Ce texte constitue l'aboutissement d'une démarche conduite par le Collectif des victimes de la catastrophe de Furiani qui a eu lieu le 5 mai 1992.
Si l'intervention du législateur dans le champ mémoriel pose toujours question, il convient de souligner que le Parlement n'a été saisi qu'en dernier recours, après que toutes les initiatives visant à trouver un compromis permettant de commémorer ce drame ont échoué depuis près de trente ans. Le texte qui est proposé circonscrit en outre très précisément la nature du gel des matchs tous les 5 mai de telle sorte qu'un équilibre semble se dessiner entre la nécessité de rendre pleinement hommage aux victimes de cette catastrophe et le respect des compétences de la Fédération française de football (FFF) et de la Ligue de football professionnel (LFP) pour organiser les matchs de football.
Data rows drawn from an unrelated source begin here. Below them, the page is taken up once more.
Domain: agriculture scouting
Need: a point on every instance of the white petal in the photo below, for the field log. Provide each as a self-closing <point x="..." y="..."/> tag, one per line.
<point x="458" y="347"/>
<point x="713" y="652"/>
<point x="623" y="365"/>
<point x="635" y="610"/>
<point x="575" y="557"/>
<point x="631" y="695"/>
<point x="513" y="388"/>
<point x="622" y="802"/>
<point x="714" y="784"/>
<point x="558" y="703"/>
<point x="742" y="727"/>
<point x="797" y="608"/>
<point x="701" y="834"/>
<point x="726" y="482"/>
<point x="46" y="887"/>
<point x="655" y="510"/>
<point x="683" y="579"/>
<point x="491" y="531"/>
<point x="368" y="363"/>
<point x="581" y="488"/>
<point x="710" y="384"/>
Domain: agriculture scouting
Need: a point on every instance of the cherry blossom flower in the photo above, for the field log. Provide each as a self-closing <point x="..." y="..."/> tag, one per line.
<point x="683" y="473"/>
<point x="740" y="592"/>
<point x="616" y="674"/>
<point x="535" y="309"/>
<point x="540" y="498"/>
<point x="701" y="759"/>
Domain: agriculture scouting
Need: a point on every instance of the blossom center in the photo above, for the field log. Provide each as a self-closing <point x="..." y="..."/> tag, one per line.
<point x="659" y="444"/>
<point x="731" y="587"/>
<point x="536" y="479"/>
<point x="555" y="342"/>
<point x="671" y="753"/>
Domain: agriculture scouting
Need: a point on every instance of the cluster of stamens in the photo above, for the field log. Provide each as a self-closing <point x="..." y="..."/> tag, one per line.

La proposition de loi prend acte des échanges infructueux qui ont eu lieu depuis une trentaine d'années entre les responsables du Collectif des victimes du 5 mai 1992 et les autorités en charge du football français. Elle en tire les conséquences en consacrant la nécessité d'arrêter dans la loi des modalités de commémoration à la hauteur du drame qui a eu lieu tout en tenant compte de la nécessité de limiter les contraintes imposées à l'organisation des matchs de football tous les 5 mai .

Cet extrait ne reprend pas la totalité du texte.